Previously the :meth:`whoosh.searching.Searcher.key_terms` and :meth:`whoosh.searching.Results.key_terms` methods required that the given field store term vectors. They now also work if the given field is stored instead. They will analyze the stored string into a term vector on-the-fly. The field must still be indexed.

User API changes

The default for the limit keyword argument to :meth:`whoosh.searching.Searcher.search` is now 10. To return all results in a single Results object, use limit=None.

The Index object no longer represents a snapshot of the index at the time the object was instantiated. Instead it always represents the index in the abstract. Searcher and IndexReader objects obtained from the Index object still represent the index as it was at the time they were created.

Because the Index object no longer represents the index at a specific version, several methods such as up_to_date and refresh were removed from its interface. The Searcher object now has :meth:`~whoosh.searching.Searcher.last_modified`, :meth:`~whoosh.searching.Searcher.up_to_date`, and :meth:`~whoosh.searching.Searcher.refresh` methods similar to those that used to be on Index.

The document deletion and field add/remove methods on the Index object now create a writer behind the scenes to accomplish each call. This means they write to the index immediately, so you don't need to call commit on the Index. Also, it will be much faster if you need to call them multiple times to create your own writer instead:

# Don't do this
for id in my_list_of_ids_to_delete:
    myindex.delete_by_term("id", id)

# Instead do this
writer = myindex.writer()
for id in my_list_of_ids_to_delete:
    writer.delete_by_term("id", id)

The postlimit argument to Index.writer() has been changed to postlimitmb and is now expressed in megabytes instead of bytes:

writer = myindex.writer(postlimitmb=128)

Instead of having to import whoosh.filedb.filewriting.NO_MERGE or whoosh.filedb.filewriting.OPTIMIZE to use as arguments to commit(), you can now simply do the following:

# Do not merge segments

# or

# Merge all segments

The whoosh.postings module is gone. The whoosh.matching module contains classes for posting list readers.

Whoosh no longer maps field names to numbers for internal use or writing to disk.
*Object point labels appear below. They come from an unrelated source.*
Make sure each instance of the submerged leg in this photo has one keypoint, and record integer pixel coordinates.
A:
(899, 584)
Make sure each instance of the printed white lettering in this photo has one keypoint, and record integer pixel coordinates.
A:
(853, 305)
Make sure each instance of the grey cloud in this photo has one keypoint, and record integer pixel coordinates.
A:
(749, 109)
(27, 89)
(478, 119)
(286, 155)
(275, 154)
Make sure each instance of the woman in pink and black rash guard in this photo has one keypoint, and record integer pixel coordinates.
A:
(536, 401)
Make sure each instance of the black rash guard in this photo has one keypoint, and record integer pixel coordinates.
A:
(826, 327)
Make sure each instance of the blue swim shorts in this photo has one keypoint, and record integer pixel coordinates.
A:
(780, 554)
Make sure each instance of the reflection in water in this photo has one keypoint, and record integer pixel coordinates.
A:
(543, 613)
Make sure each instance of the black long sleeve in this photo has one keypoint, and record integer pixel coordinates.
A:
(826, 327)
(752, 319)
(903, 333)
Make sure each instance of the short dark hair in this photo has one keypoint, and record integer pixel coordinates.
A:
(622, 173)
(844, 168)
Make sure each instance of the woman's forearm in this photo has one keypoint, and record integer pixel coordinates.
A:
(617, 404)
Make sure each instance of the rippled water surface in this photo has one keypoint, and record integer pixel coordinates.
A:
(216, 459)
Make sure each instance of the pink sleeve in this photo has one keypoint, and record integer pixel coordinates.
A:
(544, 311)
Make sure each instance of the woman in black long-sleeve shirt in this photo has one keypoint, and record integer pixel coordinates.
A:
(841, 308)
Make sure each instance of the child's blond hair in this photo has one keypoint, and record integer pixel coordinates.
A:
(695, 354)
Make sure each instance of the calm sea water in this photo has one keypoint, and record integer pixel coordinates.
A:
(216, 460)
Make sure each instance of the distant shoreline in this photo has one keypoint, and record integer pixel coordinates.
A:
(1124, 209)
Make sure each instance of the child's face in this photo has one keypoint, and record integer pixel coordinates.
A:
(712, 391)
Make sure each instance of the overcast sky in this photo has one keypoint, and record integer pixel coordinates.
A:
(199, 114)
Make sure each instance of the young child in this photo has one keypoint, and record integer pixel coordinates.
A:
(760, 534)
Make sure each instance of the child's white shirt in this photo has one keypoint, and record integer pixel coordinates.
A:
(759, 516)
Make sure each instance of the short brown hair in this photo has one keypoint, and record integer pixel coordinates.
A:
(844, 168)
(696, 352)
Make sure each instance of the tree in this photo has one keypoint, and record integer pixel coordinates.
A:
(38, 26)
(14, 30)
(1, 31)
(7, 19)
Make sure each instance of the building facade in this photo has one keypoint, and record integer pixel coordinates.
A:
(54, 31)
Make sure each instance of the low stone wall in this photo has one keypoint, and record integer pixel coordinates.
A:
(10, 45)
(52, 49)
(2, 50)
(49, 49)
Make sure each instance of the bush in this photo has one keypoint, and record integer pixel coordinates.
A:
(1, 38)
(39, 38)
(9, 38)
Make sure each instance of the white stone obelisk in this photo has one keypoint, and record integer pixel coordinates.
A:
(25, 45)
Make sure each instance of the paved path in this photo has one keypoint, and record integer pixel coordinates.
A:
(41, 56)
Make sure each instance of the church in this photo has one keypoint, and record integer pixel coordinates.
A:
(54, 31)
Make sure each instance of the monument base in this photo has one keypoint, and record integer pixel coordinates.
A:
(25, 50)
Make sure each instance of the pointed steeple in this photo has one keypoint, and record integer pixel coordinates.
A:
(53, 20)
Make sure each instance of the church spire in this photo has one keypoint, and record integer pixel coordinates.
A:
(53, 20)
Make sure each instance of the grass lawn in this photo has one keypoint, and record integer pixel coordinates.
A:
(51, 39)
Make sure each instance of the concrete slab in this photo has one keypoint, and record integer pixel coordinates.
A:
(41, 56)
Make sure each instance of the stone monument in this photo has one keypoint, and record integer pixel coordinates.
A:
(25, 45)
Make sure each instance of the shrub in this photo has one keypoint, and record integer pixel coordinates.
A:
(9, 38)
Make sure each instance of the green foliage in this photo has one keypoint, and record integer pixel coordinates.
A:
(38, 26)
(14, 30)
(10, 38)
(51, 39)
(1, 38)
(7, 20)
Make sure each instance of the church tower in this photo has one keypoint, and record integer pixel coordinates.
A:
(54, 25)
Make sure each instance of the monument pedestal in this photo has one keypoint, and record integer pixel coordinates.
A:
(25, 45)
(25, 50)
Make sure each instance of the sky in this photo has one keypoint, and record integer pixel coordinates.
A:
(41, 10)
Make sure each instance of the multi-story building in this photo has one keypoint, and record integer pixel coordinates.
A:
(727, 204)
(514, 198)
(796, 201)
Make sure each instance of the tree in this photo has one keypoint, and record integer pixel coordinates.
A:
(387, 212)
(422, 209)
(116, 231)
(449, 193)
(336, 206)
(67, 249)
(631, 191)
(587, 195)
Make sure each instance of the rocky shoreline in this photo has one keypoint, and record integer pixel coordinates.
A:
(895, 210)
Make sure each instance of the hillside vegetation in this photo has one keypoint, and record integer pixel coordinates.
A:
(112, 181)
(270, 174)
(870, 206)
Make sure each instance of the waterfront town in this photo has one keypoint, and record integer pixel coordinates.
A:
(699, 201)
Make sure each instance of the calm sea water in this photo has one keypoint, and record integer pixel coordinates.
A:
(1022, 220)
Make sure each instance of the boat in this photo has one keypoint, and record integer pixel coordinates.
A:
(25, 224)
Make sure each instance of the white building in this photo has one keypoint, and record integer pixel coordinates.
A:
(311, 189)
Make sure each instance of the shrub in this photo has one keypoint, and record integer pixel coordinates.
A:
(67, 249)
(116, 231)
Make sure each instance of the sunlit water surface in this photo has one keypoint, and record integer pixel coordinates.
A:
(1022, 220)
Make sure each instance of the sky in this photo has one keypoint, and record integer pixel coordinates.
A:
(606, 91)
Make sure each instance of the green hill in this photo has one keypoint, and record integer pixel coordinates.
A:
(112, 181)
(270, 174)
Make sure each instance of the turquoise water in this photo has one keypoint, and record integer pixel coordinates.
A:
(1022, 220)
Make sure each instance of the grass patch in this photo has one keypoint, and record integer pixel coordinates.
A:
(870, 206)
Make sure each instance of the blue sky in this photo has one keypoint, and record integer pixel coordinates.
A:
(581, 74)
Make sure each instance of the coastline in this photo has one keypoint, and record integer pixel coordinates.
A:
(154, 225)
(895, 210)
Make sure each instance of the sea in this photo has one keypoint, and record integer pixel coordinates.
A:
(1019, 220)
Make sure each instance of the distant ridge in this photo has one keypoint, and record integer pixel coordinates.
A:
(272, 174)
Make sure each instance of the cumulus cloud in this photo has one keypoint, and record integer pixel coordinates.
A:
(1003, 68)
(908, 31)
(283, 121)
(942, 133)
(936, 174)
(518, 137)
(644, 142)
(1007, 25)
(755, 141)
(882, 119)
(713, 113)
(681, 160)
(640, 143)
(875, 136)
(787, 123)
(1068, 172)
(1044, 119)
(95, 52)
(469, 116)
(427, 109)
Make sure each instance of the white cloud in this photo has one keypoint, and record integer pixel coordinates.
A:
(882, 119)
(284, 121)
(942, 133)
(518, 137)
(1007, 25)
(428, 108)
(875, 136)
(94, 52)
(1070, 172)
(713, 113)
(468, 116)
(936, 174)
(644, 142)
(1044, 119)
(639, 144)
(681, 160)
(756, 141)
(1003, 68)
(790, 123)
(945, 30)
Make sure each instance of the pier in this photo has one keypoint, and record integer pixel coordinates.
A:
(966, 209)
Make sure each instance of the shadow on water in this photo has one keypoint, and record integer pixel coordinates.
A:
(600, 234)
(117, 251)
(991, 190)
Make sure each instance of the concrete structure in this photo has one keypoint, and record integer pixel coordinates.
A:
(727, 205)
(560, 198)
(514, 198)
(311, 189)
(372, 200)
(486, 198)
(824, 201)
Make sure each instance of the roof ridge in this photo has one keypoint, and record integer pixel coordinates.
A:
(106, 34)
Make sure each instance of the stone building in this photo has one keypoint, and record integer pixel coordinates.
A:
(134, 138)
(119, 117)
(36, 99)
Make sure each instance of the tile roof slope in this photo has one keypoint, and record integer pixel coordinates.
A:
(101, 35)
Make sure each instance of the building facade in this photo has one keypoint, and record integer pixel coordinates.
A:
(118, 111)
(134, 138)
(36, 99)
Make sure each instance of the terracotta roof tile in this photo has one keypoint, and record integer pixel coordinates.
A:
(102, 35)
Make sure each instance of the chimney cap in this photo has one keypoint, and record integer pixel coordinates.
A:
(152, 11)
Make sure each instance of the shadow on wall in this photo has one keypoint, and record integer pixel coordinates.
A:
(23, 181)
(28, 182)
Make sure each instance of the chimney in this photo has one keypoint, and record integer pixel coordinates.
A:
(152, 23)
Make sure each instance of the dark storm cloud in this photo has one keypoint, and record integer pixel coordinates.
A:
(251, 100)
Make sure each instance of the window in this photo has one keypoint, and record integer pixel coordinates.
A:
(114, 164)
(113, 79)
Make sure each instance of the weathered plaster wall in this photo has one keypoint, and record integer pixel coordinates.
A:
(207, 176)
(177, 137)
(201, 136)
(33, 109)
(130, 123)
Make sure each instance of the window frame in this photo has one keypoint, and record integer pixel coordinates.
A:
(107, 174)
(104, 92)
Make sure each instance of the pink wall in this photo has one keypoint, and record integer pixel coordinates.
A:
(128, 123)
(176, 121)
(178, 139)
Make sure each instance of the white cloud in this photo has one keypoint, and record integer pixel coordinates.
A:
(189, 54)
Any low-level method that accepted field numbers now accept field names instead.

Custom Weighting implementations that use the final() method must now set the use_final attribute to True:

from whoosh.scoring import BM25F

class MyWeighting(BM25F):
        use_final = True

        def final(searcher, docnum, score):
                return score + docnum * 10

This disables the new optimizations, forcing Whoosh to score every matching document.

:class:`whoosh.writing.AsyncWriter` now takes an :class:`whoosh.index.Index` object as its first argument, not a callable. Also, the keyword arguments to pass to the index's writer() method should now be passed as a dictionary using the writerargs keyword argument.

Whoosh now stores per-document field length using an approximation rather than exactly. For low numbers the approximation is perfectly accurate, while high numbers will be approximated less accurately.

The doc_field_length method on searchers and readers now takes a second argument representing the default to return if the given document and field do not have a length (i.e. the field is not scored or the field was not provided for the given document).

The :class:`whoosh.analysis.StopFilter` now has a maxsize argument as well as a minsize argument to its initializer. Analyzers that use the StopFilter have the maxsize argument in their initializers now also.

The interface of :class:`whoosh.writing.AsyncWriter` has changed.


  • Because the file backend now writes 64-bit disk pointers and field names instead of numbers, the size of an index on disk will grow compared to previous versions.
  • Unit tests should no longer leave directories and files behind.